Abstract

When considering a purchase, consumers often augment their private information about a product with anonymous online social information (reviews, etc.). We examine the impact on firm strategy of how consumers weight these two information sources—private and social—in their purchase decisions. An increase in weight on private information always results in higher prices at the interior equilibrium. However, the effects on profits, consumer, and total surplus are nonmonotonic: all increasing with the weight on private information when weight is high but decreasing when weight is low. Profit and surplus decrease with weight when weight is low because a marginal increase in a low weighting leads to a contraction of demand. The dynamic reverses when weight is high. Besides weighting of information sources, our model incorporates the questionable credibility of social information. A firm's optimal investment to improve social information credibility depends on whether consumers process information in a Bayesian or non‐Bayesian manner. We show that, compared to Bayesian consumers, non‐Bayesian consumers endogenously trust (distrust) social information from firms with high(low)‐positivity ratings.

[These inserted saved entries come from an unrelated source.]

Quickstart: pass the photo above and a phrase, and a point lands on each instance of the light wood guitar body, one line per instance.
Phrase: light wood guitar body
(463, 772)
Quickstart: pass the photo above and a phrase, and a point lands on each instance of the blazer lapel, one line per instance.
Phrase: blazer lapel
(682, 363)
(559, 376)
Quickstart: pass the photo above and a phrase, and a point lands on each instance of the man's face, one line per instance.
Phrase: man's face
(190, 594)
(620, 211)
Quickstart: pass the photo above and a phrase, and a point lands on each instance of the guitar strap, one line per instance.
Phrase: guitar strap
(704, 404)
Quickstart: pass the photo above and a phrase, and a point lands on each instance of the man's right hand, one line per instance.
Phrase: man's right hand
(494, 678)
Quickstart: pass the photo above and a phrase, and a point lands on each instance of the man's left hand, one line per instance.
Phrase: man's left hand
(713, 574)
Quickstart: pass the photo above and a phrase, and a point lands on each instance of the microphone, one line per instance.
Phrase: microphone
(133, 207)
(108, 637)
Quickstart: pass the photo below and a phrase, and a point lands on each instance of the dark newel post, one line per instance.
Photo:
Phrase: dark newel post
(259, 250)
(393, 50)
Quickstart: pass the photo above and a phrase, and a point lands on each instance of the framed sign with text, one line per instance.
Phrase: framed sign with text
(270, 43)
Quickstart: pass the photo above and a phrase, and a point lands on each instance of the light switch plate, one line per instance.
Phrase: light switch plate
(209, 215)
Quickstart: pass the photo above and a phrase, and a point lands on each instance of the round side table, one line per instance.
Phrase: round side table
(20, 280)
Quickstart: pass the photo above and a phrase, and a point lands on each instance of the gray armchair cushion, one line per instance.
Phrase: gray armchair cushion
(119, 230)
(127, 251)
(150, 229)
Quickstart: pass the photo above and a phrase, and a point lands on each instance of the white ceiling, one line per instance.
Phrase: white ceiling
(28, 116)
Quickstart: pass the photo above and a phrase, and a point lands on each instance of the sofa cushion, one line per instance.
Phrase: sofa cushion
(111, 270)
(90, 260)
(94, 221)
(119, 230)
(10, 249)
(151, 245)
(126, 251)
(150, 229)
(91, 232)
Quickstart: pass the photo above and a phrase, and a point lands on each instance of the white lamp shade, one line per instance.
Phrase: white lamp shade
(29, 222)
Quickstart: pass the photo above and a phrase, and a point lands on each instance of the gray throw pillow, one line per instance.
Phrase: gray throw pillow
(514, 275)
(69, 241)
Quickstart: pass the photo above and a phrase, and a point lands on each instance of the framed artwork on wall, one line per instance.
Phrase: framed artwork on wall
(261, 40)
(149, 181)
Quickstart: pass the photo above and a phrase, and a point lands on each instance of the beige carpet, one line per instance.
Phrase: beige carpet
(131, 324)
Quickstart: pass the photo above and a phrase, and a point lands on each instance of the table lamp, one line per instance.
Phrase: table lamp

This distinction in information processing results in a stark contrast in how firms manage social information credibility: when facing Bayesian consumers, with an increase in the positivity of its social information, a firm with high(low) positivity spends less (more) to improve credibility. On the contrary, when facing non‐Bayesian consumers, a firm with high(low) positivity spends more (less) to improve credibility. Product quality also affects optimal credibility investment, following an inverted U‐shape.